A day or two later I returned to New York, but continued to try and prevent the inevitable with more calls and e-mails. (Even after a body is delivered to the crematorium, it is not cremated right away.) A few weeks later, I learned that my sister’s body had been cremated. I received a pesak that I was not to sit shivah. Sandy was gone. There was no formal mourning period, which was extremely difficult and confusing for me. There was no grave to visit. But there were mishnayot and tzedakah and Kaddish. At my sister’s sheloshim (memorial gathering), I asked the women I had invited, all of whom had nonobservant relatives and friends, if they knew someone who had chosen cremation. Only three out of the twenty-five present replied in the negative. In the days and weeks that followed, I asked numerous Jewish but unaffiliated friends and relatives about the subject. Everyone, without exception, had either decided on or was contemplating cremation.
The Jewish people’s slide into assimilation has become a soup-to-nuts kind of spiritual self-destruction that begins with the shunning of the brit milah, continues with rampant intermarriage and ends with cremation. People choose cremation for a variety of different reasons. In the absence of any compelling reason to bury rather than cremate, cremation seems like a reasonable option for the ever-growing number of Jews who are far removed from Torah.

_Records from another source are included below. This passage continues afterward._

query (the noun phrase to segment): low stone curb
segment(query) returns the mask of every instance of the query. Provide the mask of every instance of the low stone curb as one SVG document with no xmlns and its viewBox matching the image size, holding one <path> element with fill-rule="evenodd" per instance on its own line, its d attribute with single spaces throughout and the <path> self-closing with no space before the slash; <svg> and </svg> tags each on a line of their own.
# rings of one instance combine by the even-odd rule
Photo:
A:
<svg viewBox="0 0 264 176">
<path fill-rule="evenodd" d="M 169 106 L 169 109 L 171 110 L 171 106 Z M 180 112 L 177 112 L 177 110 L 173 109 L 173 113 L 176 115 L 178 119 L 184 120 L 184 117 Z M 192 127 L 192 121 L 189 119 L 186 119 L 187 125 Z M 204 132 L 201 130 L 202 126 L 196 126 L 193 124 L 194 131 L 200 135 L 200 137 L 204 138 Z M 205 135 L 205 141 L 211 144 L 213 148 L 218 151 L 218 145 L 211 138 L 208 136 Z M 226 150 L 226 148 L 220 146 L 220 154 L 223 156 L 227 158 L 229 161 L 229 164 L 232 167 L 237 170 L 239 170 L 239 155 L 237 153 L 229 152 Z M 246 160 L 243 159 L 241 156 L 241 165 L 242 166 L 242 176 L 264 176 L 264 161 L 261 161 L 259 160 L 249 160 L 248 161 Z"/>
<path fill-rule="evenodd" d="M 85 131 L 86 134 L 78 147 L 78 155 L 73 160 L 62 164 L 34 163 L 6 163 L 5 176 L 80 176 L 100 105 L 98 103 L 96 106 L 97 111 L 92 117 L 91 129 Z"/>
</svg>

We live in a World of Doing, and those who have transitioned to the World of Souls can no longer act, grow or change—that is the work of this world. The dead rely on the living to elevate them through studying Torah or sponsoring Torah study, reciting Kaddish and mishnayot on a yahrtzeit, taking on a mitzvah, saying Tehillim in their merit and giving tzedakah. After Sandy’s death, my dear friend Ella Adler began to dedicate the songs sung at her third meal on Shabbat, Seudah Shelishit, as a merit for the souls of my sister and my niece. She calls them Sarah’s Melodies (my sister’s Hebrew name was Sarah).
Three years after my sister’s death, I lost both my parents a few months apart. I was able to bring their bodies from Reno, Nevada to Long Island, New York where they were brought to kever Yisrael (a traditional Jewish burial) and buried with love and dignity. Now Sarah’s Melodies includes my parents as well.
I do everything I can to elevate the neshamot of my parents, my sister and my niece. May this article serve as an aliyah for the neshamot of Menachem Mendel Yitzchak ben Aaron, Yael bat Zev, Sarah bat Menachem Mendel Yitzchak and Ola bat Avraham, of blessed memory.
Jeanie Silver is a project development consultant for nonprofit and for-profit organizations and lives in Brooklyn, New York. She is a writer and speaker who is dedicated to working with at-risk youth.